A former Louisville police officer is facing federal charges over actions preceding the high-profile killing of barbecue chef David McAtee as LMPD officers and National Guardsmen moved in to enforce curfew at businesses in Louisville’s West End.
Katie Crews, 29, was indicted by a federal grand jury on Wednesday and charged with using unreasonable force over her firing of a pepper ball gun at an individual referred to as “M.M.” on June 1, 2020. According to a Department of Justice press release, the individual “was standing on private property and not posing a threat to the defendant or others.”
If convicted, Crews faces a maximum sentence of 10 years in prison.
Crews was part of a group of LMPD officers and National Guard soldiers who were dispatched to the intersection of 26th and Broadway just after midnight on June 1, 2020 to disperse a group that had gathered despite the 9 p.m. curfew implemented in the city amid protests over the police killing of Breonna Taylor.
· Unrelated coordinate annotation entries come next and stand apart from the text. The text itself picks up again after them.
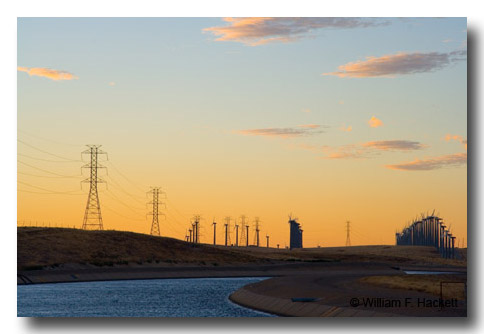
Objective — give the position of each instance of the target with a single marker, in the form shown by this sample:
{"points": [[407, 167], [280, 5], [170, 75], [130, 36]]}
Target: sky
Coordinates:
{"points": [[328, 119]]}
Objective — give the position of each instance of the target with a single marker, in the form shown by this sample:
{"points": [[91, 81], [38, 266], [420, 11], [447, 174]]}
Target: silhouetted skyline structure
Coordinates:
{"points": [[92, 216], [295, 234], [428, 231]]}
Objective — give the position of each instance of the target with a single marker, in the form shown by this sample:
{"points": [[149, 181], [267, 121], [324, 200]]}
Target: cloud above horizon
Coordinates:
{"points": [[375, 122], [458, 138], [48, 73], [390, 66], [394, 145], [349, 128], [450, 160], [254, 31], [301, 130]]}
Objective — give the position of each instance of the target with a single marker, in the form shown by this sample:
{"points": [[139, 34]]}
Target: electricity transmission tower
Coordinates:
{"points": [[92, 216], [348, 241], [214, 231], [196, 229], [256, 235], [227, 231], [155, 202], [236, 232], [244, 235]]}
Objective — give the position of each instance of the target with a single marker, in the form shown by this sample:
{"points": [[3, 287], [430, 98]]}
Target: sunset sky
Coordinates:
{"points": [[330, 119]]}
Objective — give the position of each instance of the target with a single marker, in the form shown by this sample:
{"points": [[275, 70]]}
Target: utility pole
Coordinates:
{"points": [[247, 239], [236, 233], [244, 236], [348, 241], [256, 220], [227, 231], [155, 224], [92, 216], [196, 227]]}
Upon arrival, police fired pepper balls in the direction of individuals gathered outside of McAtee’s barbecue restaurant. McAtee, who was inside his restaurant when officers arrived, stepped into his restaurant’s doorway and fired a pistol twice. Police and National Guard soldiers returned fired. It was determined that a National Guardsman fired the rifle round that killed McAtee.
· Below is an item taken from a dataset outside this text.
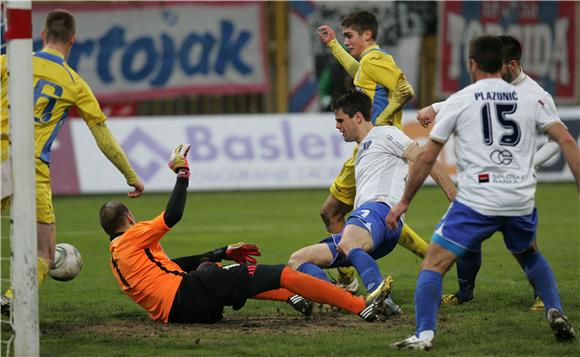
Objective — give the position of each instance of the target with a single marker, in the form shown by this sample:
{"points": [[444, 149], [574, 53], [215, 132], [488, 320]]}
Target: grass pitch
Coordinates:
{"points": [[89, 316]]}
Family members of McAtee said he would never knowingly fire at law enforcement. The family’s lawyer, Steve Romines, has previously said McAtee’s shots were warning shots into the air. In reaction to the grand jury’s decision on Wednesday, Romines said via a statement that, “These charges evidence LMPD’s complete disregard for its own policies and the safety of citizens of Louisville. The city’s denials of responsibility are just proof that despite claims of accountability and transparency, nothing has changed.”
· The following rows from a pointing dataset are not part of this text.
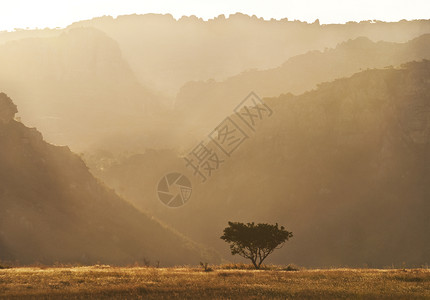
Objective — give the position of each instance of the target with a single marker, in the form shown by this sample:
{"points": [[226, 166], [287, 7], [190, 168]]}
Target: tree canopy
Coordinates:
{"points": [[255, 242]]}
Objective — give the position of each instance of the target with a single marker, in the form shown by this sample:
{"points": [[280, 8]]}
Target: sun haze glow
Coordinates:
{"points": [[60, 13]]}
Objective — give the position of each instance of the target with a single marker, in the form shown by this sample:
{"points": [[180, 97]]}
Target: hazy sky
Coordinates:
{"points": [[60, 13]]}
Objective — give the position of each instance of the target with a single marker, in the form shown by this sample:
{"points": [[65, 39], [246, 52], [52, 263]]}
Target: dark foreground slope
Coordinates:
{"points": [[53, 210], [346, 167]]}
In a statement, an LMPD spokesperson said: “Katie Crews is no longer an employee of the Louisville Metro Police Department. Ms. Crews was terminated on Feb. 7, 2022. At this time, LMPD respectfully declines further comment on this matter.”
In an interview last year, LMPD chief Erika Shields said that the firing of pepper balls at 26th and Broadway that night “really jump-started the chaos that ensued” and was the result of the decision-making of one individual. Additionally, Shields said at the time that she expected federal charges stemming from the night McAtee was killed.
Citing pending disciplinary charges, the mayor’s office said they were unable to comment.
Crews is not the only LMPD officer to face legal trouble for their actions during 2020’s protests. Last month, former LMPD officer Cory Evans, 34, was sentenced to two years in federal prison for striking a kneeling, surrendering protester in the back of the head with a baton.